Messier and Nickles use their speed to create opportunities.

“One of my strong points is being able to skate,” Messier said, “but Nicks is unbelievably fast. That pushes the pace, gets their D-men out of the zone and opens things up for us.”

In 70 games this season, Nickles contributed 10 goals and 17 assists. Last season, he had one goal and one assist in 44 games.

While Messier’s offensive contributions have increased, so has his time on the penalty kill. The Americans ranked eighth during the regular season at 82.8 percent.

“Me, Fes (Justin Feser) and (Drydn) Dow are out there all the time,” Messier said. “People don’t really understand. They think it’s hard. It feels good when you don’t let them score. It doesn’t feel good when you take one in the ankle. When you block a lot of shots, you close your eyes and hope it doesn’t hurt too bad.
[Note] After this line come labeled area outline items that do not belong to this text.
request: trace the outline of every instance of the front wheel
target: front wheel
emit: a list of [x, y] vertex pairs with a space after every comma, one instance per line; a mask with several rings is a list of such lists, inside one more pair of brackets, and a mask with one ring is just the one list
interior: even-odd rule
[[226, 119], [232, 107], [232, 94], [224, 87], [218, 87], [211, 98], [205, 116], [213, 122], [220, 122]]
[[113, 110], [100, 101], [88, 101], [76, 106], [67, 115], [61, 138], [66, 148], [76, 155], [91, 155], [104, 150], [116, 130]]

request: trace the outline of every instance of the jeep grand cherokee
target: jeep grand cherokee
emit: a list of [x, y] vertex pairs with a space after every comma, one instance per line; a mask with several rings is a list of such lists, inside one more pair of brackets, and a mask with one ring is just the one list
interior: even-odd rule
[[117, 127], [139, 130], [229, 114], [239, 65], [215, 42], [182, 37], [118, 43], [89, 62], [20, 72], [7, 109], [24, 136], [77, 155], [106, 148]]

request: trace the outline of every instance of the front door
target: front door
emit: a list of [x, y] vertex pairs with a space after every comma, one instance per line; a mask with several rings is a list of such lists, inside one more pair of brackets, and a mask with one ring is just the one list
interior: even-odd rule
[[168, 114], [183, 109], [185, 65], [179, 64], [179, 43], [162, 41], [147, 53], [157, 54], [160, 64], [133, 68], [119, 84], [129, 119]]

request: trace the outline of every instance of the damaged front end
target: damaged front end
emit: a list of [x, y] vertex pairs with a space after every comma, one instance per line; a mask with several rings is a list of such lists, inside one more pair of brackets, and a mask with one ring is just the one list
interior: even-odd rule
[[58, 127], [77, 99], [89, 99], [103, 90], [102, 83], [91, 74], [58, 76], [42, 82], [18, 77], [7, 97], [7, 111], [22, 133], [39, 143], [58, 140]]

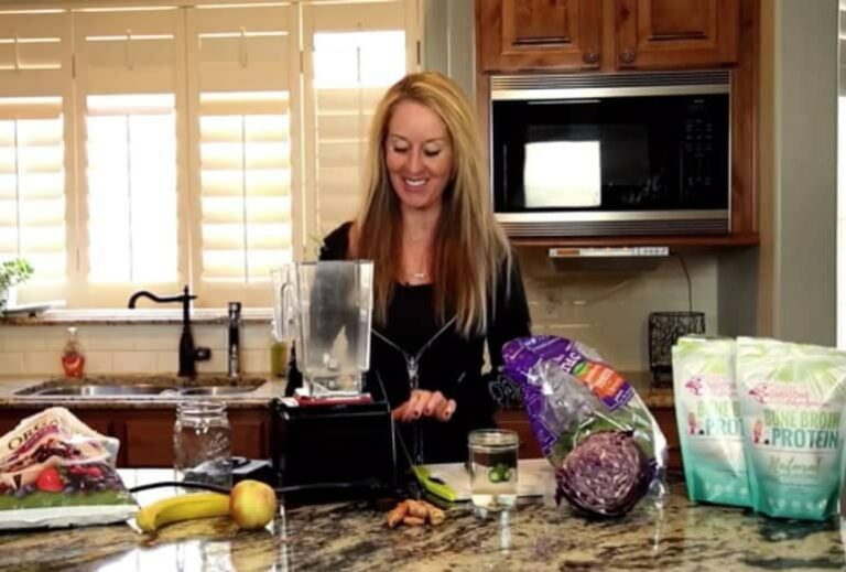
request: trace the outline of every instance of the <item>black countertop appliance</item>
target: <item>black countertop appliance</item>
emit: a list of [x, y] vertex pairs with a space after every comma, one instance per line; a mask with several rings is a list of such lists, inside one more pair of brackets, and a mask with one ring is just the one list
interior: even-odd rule
[[276, 398], [272, 461], [286, 503], [378, 498], [397, 493], [391, 410], [384, 401]]

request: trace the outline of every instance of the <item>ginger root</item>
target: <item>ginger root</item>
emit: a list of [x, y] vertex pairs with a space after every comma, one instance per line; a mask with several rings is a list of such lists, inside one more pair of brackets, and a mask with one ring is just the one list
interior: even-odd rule
[[399, 505], [397, 505], [393, 510], [388, 512], [388, 528], [394, 528], [397, 525], [402, 522], [402, 519], [405, 518], [405, 515], [409, 514], [409, 503], [408, 500], [403, 500]]
[[437, 526], [446, 519], [446, 512], [425, 500], [406, 499], [399, 503], [388, 512], [388, 527], [395, 528], [403, 524], [408, 526], [421, 526], [429, 522]]

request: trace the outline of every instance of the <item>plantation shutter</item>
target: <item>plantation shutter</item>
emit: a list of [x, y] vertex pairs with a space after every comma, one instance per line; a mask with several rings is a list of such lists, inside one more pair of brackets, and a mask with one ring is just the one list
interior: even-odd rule
[[177, 9], [75, 14], [89, 298], [110, 285], [115, 295], [107, 300], [122, 305], [133, 288], [175, 289], [185, 278], [177, 175], [183, 29]]
[[402, 0], [304, 6], [305, 154], [311, 245], [355, 216], [364, 187], [370, 120], [386, 89], [408, 69]]
[[42, 300], [64, 295], [67, 279], [69, 30], [61, 10], [0, 12], [0, 261], [25, 257], [28, 293]]
[[253, 296], [268, 304], [270, 269], [293, 257], [294, 18], [284, 4], [191, 11], [195, 266], [207, 301]]

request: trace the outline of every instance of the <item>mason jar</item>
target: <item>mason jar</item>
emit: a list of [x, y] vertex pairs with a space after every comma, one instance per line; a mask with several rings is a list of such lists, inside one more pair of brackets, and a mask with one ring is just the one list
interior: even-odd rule
[[477, 508], [509, 509], [517, 503], [519, 438], [507, 429], [477, 429], [467, 438], [470, 499]]
[[176, 481], [231, 486], [231, 431], [221, 401], [183, 401], [173, 428]]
You can’t stay down too long because they aren’t going to blow it dead.”

Feser, the Americans’ captain in his fifth year with the team, said he has seen Messier come into his own over the last couple of years.

“They play different roles,” Feser said of the Messier brothers. “He has elevated his game since Jordan left. He plays his role well. He shuts down top lines and blocks shots. He’s a smart player. He understands the offensive side, but defensively and on the PK is where he really shines.”

The Americans will need Messier’s tenacity when they open the WHL playoffs Friday night at Spokane, as defenseman Mitch Topping and forward Tyson Dallman still are on the injured list.

Tri-City is making its 10th consecutive trip to the WHL playoffs, a mark equaled by only Everett in the Western Conference.

“Since I’ve been here, we’ve been gifted with a good team,” Messier said. “We’ve never had any high draft picks. We just work hard as a team. The stretch (of 40 wins or more) over seven years shows what Bob (Tory) has done here. It gives us high expectations every year.”